Este jueves el presidente de Estados Unidos, Donald Trump, reconocido a la milenaria Jerusalén como capital de Israel y ordenó un plan para trasladar ahí su embajada.
“Estamos aceptando lo obvio. Israel es una nación soberana y Jerusalén es la sede de su Gobierno, Parlamento y Tribunal Supremo”, señaló Trump.
Este hecho rompe con décadas de la política exterior de su país. Especialistas en el tema declaran que la proclamación abre un ciclo sombrío para las negociaciones de paz entre israelíes y palestinos.
Para los palestinos el mensaje es devastador. Con un proceso paz depauperado, Washington ha hecho oídos sordos a las grandes potencias europeas y musulmanas, y ha mostrado una vez más su lejanía de los compromisos históricos.

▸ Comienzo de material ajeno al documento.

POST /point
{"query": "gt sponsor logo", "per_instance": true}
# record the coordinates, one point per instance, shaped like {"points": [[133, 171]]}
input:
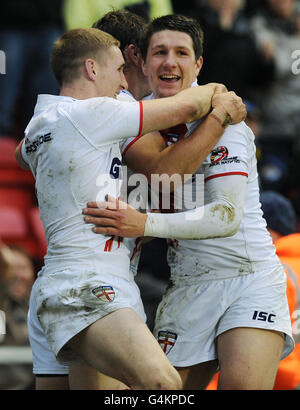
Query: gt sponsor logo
{"points": [[264, 316], [115, 168]]}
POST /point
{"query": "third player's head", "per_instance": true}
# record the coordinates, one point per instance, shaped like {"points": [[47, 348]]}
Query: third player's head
{"points": [[172, 52], [128, 28]]}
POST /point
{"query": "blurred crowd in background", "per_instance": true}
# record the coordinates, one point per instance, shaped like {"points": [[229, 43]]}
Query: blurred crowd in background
{"points": [[251, 46]]}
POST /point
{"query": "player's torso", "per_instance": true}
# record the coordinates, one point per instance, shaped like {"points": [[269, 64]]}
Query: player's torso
{"points": [[251, 244], [70, 172]]}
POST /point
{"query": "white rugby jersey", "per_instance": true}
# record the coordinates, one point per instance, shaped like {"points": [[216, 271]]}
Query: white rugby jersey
{"points": [[72, 148], [235, 154]]}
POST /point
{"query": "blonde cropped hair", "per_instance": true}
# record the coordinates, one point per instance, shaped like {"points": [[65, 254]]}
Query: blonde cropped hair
{"points": [[71, 50]]}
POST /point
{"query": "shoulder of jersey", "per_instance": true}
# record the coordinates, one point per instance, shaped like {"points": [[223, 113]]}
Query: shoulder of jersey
{"points": [[125, 96]]}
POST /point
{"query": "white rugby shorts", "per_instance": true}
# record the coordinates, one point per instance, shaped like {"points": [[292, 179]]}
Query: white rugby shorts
{"points": [[43, 359], [70, 300], [194, 312]]}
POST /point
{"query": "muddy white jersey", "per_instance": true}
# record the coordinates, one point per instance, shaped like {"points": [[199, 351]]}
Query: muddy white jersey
{"points": [[235, 154], [72, 148]]}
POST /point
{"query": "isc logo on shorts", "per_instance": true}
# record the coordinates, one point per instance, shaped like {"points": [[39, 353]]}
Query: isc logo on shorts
{"points": [[105, 293], [263, 316], [166, 340]]}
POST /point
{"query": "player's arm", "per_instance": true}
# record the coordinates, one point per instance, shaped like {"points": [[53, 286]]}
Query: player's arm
{"points": [[186, 106], [149, 155], [221, 217], [18, 155]]}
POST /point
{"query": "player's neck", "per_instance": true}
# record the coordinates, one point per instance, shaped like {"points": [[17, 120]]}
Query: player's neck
{"points": [[78, 90]]}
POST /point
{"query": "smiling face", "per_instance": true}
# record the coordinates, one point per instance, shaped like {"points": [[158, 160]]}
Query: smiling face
{"points": [[171, 65]]}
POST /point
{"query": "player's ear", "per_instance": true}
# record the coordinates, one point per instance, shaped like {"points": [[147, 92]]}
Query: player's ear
{"points": [[144, 68], [132, 54], [199, 64], [90, 69]]}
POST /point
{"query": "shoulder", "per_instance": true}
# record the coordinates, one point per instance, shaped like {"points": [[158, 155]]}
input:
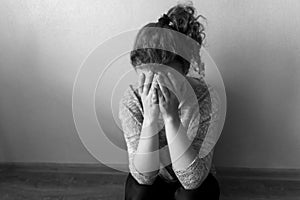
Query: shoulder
{"points": [[207, 96], [130, 103], [200, 87]]}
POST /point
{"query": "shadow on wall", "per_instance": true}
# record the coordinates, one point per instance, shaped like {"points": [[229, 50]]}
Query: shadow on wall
{"points": [[261, 120]]}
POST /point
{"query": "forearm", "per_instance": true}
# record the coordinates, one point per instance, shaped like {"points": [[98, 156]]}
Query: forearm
{"points": [[145, 159], [181, 151]]}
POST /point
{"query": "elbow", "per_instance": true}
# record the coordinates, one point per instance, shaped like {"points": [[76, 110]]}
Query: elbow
{"points": [[143, 179], [194, 183]]}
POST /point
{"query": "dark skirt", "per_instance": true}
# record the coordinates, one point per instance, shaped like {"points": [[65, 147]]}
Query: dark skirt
{"points": [[160, 189]]}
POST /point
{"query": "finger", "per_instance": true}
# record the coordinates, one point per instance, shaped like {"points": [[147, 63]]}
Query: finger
{"points": [[141, 82], [160, 95], [166, 81], [148, 81], [163, 87], [153, 92], [174, 81]]}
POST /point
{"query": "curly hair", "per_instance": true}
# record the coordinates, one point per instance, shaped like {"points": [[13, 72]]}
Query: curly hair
{"points": [[155, 45]]}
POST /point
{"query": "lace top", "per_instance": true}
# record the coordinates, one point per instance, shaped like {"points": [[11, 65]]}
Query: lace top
{"points": [[131, 116]]}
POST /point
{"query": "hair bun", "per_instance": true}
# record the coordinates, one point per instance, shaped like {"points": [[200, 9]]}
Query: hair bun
{"points": [[183, 19]]}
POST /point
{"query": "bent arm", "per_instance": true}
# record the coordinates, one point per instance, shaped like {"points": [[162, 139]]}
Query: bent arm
{"points": [[134, 128]]}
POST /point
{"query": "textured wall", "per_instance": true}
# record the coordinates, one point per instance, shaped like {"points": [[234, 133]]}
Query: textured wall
{"points": [[254, 43]]}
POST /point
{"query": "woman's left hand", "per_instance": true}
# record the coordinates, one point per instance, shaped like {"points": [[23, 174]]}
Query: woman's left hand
{"points": [[168, 102]]}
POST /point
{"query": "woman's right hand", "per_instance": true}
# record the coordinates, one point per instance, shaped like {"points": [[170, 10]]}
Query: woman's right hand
{"points": [[148, 91]]}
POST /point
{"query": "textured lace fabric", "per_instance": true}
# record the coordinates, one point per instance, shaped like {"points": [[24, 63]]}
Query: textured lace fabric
{"points": [[131, 117]]}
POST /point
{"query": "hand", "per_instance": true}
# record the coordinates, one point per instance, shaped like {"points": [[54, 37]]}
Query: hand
{"points": [[168, 102], [148, 92]]}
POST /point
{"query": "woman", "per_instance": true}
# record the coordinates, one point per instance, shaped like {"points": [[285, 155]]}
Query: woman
{"points": [[153, 115]]}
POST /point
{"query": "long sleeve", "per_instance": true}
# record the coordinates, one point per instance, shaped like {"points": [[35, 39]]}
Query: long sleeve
{"points": [[131, 117], [199, 128]]}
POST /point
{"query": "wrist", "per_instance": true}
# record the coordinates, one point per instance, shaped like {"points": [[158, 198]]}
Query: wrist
{"points": [[171, 119], [149, 121]]}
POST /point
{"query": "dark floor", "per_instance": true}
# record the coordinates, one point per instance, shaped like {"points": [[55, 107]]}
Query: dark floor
{"points": [[18, 185]]}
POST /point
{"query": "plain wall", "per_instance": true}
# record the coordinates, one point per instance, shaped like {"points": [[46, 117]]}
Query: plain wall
{"points": [[254, 43]]}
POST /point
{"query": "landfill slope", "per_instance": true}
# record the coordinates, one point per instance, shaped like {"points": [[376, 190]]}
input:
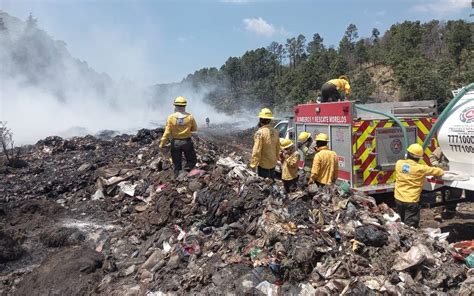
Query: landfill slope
{"points": [[91, 216]]}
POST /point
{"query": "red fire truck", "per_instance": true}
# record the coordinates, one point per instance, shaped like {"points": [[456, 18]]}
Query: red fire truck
{"points": [[368, 144]]}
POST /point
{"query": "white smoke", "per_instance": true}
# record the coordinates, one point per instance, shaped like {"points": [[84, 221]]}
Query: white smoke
{"points": [[70, 98]]}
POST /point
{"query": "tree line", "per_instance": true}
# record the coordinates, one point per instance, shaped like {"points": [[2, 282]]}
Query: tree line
{"points": [[410, 61]]}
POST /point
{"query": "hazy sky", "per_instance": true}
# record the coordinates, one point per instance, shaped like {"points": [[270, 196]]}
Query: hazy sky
{"points": [[163, 41]]}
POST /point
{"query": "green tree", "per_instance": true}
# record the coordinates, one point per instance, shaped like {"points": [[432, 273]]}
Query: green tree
{"points": [[361, 55], [458, 38], [316, 45]]}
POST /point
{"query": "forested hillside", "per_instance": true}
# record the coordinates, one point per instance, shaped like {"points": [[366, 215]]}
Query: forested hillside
{"points": [[410, 61]]}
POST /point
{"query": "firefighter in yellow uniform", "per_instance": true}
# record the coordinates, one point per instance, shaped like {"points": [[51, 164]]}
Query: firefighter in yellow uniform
{"points": [[325, 164], [308, 147], [410, 176], [180, 126], [266, 148], [336, 90], [438, 160], [289, 169]]}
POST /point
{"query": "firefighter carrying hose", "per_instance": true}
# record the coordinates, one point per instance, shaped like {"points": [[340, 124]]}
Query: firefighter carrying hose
{"points": [[410, 176], [266, 148], [336, 90], [180, 126], [325, 163]]}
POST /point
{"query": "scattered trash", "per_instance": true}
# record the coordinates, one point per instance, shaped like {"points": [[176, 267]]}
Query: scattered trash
{"points": [[217, 230], [371, 235]]}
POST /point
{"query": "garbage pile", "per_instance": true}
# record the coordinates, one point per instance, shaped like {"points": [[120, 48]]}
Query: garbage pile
{"points": [[111, 213]]}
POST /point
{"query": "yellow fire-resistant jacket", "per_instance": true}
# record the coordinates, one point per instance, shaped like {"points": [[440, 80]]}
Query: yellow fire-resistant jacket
{"points": [[410, 178], [179, 125], [308, 153], [341, 85], [290, 166], [266, 148], [325, 166]]}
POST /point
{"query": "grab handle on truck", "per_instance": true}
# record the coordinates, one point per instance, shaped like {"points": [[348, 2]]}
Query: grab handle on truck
{"points": [[404, 131], [446, 112]]}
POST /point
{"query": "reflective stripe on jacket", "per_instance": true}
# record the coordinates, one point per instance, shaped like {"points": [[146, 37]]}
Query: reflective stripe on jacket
{"points": [[266, 148], [410, 177], [325, 166], [179, 125]]}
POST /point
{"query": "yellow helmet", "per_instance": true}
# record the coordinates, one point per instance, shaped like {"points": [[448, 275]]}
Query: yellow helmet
{"points": [[322, 137], [415, 150], [266, 113], [286, 143], [303, 137], [180, 101], [345, 77]]}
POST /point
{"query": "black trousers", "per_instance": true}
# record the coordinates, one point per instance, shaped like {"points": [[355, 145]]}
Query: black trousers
{"points": [[266, 173], [290, 185], [329, 93], [180, 147], [409, 212]]}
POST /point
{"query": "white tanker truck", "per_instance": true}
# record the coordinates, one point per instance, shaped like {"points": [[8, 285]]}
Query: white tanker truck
{"points": [[455, 135]]}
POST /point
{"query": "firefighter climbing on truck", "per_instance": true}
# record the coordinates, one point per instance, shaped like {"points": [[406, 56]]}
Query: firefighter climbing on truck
{"points": [[336, 90]]}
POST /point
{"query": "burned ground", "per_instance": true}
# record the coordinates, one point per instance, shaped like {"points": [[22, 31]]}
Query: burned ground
{"points": [[90, 216]]}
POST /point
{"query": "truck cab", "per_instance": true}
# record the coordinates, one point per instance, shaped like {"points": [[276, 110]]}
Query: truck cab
{"points": [[456, 140]]}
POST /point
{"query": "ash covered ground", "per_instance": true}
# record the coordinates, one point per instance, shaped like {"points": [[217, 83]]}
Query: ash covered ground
{"points": [[88, 216]]}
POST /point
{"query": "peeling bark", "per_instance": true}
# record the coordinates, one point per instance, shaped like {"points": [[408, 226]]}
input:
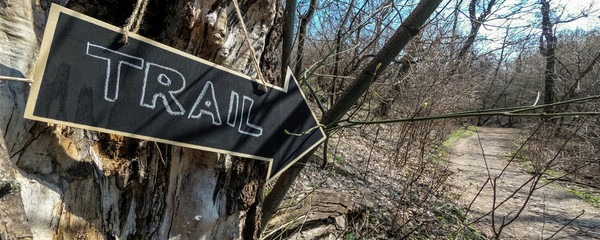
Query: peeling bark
{"points": [[83, 184]]}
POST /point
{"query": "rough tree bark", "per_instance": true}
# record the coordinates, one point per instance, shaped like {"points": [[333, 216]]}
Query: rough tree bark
{"points": [[547, 48], [83, 184]]}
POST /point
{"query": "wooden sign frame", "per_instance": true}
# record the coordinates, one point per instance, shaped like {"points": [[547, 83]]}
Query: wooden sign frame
{"points": [[50, 35]]}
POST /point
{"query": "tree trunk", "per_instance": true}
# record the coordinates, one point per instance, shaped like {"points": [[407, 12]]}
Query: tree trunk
{"points": [[547, 48], [77, 183]]}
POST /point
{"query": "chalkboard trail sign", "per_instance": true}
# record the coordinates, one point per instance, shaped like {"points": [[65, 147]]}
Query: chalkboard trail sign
{"points": [[87, 78]]}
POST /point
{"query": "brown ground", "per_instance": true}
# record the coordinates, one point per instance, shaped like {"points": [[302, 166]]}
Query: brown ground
{"points": [[548, 210]]}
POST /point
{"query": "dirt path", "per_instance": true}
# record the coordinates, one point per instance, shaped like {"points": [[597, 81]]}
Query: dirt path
{"points": [[549, 208]]}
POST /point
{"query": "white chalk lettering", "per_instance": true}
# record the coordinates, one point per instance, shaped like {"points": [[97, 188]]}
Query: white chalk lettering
{"points": [[256, 130], [113, 71], [160, 81], [210, 105], [235, 97]]}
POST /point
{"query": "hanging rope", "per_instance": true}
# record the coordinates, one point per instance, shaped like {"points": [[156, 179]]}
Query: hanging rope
{"points": [[27, 80], [253, 57], [136, 17]]}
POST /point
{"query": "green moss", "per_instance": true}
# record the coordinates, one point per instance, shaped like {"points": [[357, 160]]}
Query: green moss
{"points": [[458, 134]]}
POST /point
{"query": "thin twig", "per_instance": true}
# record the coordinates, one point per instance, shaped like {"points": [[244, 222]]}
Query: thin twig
{"points": [[247, 38]]}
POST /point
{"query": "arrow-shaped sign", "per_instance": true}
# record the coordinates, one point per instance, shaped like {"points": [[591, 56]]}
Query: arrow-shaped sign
{"points": [[85, 77]]}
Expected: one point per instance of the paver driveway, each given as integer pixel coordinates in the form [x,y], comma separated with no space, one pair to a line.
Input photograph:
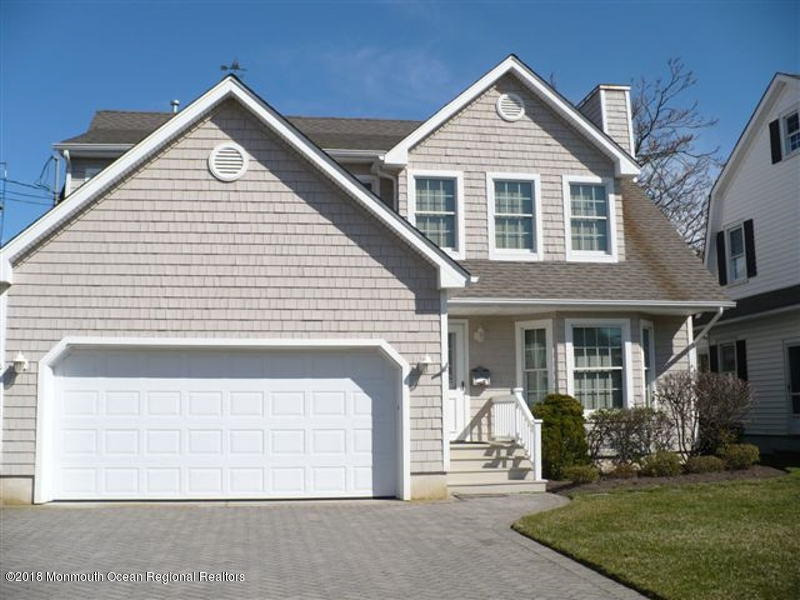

Pocos expertos creen que el paso dado sea tan aséptico. El reconocimiento alcanza la médula de las relaciones palestino-israelíes. Jerusalén no es solo una ciudad o una capital. Es un símbolo. Un lugar roto por la historia, cuarteado por siglos de luchas y ocupaciones hasta formar un rompecabezas que nadie ha logrado resolver.
Reclamada por israelíes y palestinos, la comunidad internacional había soslayado el dilema edificando sus embajadas en Tel Aviv y dando a esta tierra milenaria un estatuto más propio del limbo que de una nación desarrollada.
La declaración de Jerusalén es una promesa electoral del republicano. No pudo llevarla a cabo en mayo, cuando cumplía el plazo de la anterior prórroga, pero esta vez no ha dejado pasar la ocasión.